At least two lawmakers have called for Frieden's resignation. Others, including Republican House Speaker John Boehner of Ohio, urged travel restrictions on the countries hardest hit by Ebola. The disease appeared in the United States last month.
Vinson was transferred to Emory University Hospital for treatment on Wednesday night.
In Ohio, where Vinson had visited family members, two schools in the Cleveland suburb of Solon were closed on Thursday because an employee may have traveled on the same plane as Vinson, though on a different flight.
The Ohio health department said the CDC was sending staff to help coordinate efforts to contain the spread of Ebola.

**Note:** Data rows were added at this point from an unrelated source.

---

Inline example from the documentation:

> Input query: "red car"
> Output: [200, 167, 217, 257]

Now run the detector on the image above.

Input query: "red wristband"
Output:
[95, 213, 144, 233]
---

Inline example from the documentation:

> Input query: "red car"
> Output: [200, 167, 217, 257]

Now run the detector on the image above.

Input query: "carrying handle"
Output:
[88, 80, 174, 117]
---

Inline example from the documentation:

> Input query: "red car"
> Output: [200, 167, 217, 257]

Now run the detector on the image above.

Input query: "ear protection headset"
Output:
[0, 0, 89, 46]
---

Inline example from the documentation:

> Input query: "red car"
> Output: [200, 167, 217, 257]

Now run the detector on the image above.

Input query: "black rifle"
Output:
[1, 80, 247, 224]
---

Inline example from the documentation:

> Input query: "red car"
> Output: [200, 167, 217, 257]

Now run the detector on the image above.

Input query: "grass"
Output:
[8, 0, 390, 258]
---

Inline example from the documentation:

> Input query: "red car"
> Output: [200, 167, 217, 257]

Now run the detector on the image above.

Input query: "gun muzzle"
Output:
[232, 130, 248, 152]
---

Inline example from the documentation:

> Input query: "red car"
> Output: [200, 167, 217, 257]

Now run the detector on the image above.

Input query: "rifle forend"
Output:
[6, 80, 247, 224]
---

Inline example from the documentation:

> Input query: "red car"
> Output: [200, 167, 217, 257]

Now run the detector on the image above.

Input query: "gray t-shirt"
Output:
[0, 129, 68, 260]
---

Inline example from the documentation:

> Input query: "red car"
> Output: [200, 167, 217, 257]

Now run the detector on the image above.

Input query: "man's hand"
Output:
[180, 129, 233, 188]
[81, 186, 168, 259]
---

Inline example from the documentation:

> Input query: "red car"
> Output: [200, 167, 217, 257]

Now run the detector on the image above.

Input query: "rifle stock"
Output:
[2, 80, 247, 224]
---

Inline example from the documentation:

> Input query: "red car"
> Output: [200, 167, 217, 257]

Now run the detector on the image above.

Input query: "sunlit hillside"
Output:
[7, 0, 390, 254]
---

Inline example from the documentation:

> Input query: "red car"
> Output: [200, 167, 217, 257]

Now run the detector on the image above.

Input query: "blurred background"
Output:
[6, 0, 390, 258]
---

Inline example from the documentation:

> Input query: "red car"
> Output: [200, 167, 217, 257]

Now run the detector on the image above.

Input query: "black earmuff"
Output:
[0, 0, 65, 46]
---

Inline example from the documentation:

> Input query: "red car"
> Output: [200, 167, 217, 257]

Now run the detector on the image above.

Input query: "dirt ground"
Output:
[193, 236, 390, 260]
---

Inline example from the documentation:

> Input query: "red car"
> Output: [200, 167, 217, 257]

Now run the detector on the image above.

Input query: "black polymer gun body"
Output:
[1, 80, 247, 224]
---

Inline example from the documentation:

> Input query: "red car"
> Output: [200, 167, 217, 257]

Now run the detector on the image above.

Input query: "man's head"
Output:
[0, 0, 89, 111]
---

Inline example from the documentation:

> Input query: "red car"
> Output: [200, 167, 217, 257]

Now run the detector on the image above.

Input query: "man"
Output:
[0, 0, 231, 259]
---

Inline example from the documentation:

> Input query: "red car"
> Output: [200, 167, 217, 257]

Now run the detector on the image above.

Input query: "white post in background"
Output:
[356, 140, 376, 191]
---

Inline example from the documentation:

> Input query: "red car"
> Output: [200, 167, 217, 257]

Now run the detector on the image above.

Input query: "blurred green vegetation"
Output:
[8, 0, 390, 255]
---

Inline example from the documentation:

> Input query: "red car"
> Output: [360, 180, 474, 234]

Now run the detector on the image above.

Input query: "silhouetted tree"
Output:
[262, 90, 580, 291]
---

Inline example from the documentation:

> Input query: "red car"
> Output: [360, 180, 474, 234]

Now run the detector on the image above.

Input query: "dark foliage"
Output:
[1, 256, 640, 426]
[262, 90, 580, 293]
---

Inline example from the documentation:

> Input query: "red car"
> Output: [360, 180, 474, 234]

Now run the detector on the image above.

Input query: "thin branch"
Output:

Frontier Airlines said it had placed six crew members on paid leave for 21 days "out of an abundance of caution."
Back in Texas, the Belton school district in central Texas said three schools were closed on Thursday because two students were on the same flight as the nurse.
Frieden has said it was unlikely passengers who flew with Vinson were infected because the nurse had not vomited or bled on the flight, but he said she should not have boarded the plane.
A federal official said Wednesday Vinson had told the CDC her temperature was 99.5 degrees Fahrenheit (37.5 Celsius) but "was not told not to fly" because that was below the CDC's temperature threshold of 100.4 F (38 C).
One nurse who helped treat Pham came forward on Thursday to say the Dallas hospital was unprepared for the emergency and lacked proper protective gear.
Nurses were not briefed or prepared for Ebola, Briana Aguirre told NBC's "Today" show, and no special precautions were taken when Duncan was admitted to the hospital.
"It was a total chaotic scene," she said.